CDC unveils 13 steps to shake up polls, electoral systems
Panel refines move to MMP, picks for Senate
The Constitution Drafting Committee (CDC) has unveiled 13 objectives it says it needs to meet to overhaul the election and political systems.
The issue was addressed at a seminar yesterday held by the CDC and a sub-committee in charge of receiving recommendations from the National Reform Council (NRC). Representatives of 37 political parties also attended.
CDC member Sujit Boonbongkarn said the objectives seek to produce politically-aware citizens and virtuous politicians and change the election system. The Election Commission (EC) will play a role in setting poll dates and ministry permanent secretaries will help oversee elections.
Other objectives are the pursuit of a well-balanced political structure with participation of all stakeholders; accountable screening of election applicants; examinations of canvassing campaigns; the establishment of a sound election system which makes every vote cast in determining who should be MPs; and a better system for deterring vote buying.
The objectives also include making members of the parliament "real'' representatives of citizens; improving political parties in keeping with the democratic spirit; changing the balance of power in parliament between the government and opposition; ensuring the Senate is represented by various groups of people creating a better political balance; boosting the checks and balances system; and holding those behind political parties or civil servants who commit offences accountable.
CDC spokesman Gen Lertrat Ratanavanich said the electoral system will be tweaked to take into account all votes cast at elections. He said 250 MPs will be drawn from constituencies in the ratio of one MP per 260,000 people and between 200 MPs and 220 MPs from the party list.
Gen Lertrat said the party list contest will be divided into six regions — the North, upper Northeast, lower Northeast, western Central, eastern Central and South. Each political party can field between 32-34 candidates in each region, he said.
Speaking about the adoption of the mixed member proportional representation (MMP) system, he said there will be no minimum vote ceiling for each party to meet to gain a constituency MP. This will allow small parties to be represented in parliament. If a small party receives 60,000-70,000 votes, it can have one or two representatives in parliament, he said.
He said the 200 senators will not be directly elected.

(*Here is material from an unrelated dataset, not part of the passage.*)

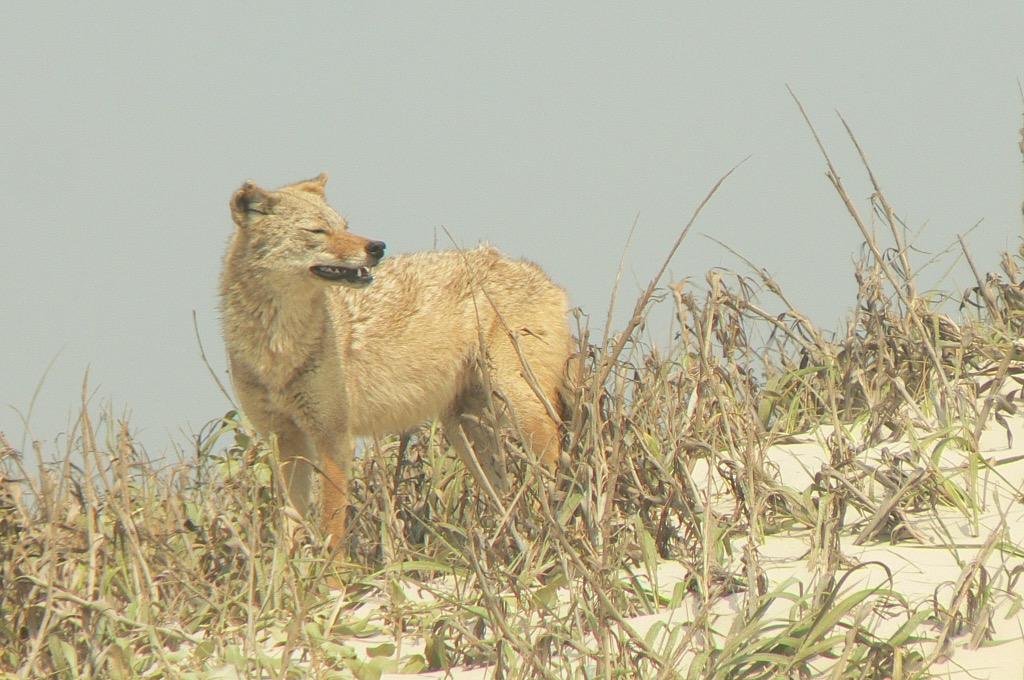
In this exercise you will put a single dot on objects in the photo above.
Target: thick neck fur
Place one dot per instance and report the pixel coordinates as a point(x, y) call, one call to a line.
point(278, 321)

They will come from an indirect election method which ensures they represent various occupational groups.
CDC member Nakarin Mektrairat said the MMP system modelled on Germany will be introduced where votes cast in the party list system will also have a bearing on the number of constituency MPs each party will garner.

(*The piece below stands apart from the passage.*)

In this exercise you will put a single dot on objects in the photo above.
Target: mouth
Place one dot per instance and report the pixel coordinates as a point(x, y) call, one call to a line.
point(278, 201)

This is intended to do away with wide voting discrepancies where some parties gain an excessively high number of votes and others too low.
Former deputy Democrat Party leader Jurin Laksanavisit said he wanted the CDC to come up with measures enhancing the checks and balances system.
Samart Kaewmeechai, a former Pheu Thai MP for Chiang Rai, disagreed with the CDC's proposals of setting up a raft of new independent bodies.
Setting up a panel to scrutinise assets and qualifications to help screen candidates may unfairly prevent people from entering elections, he said.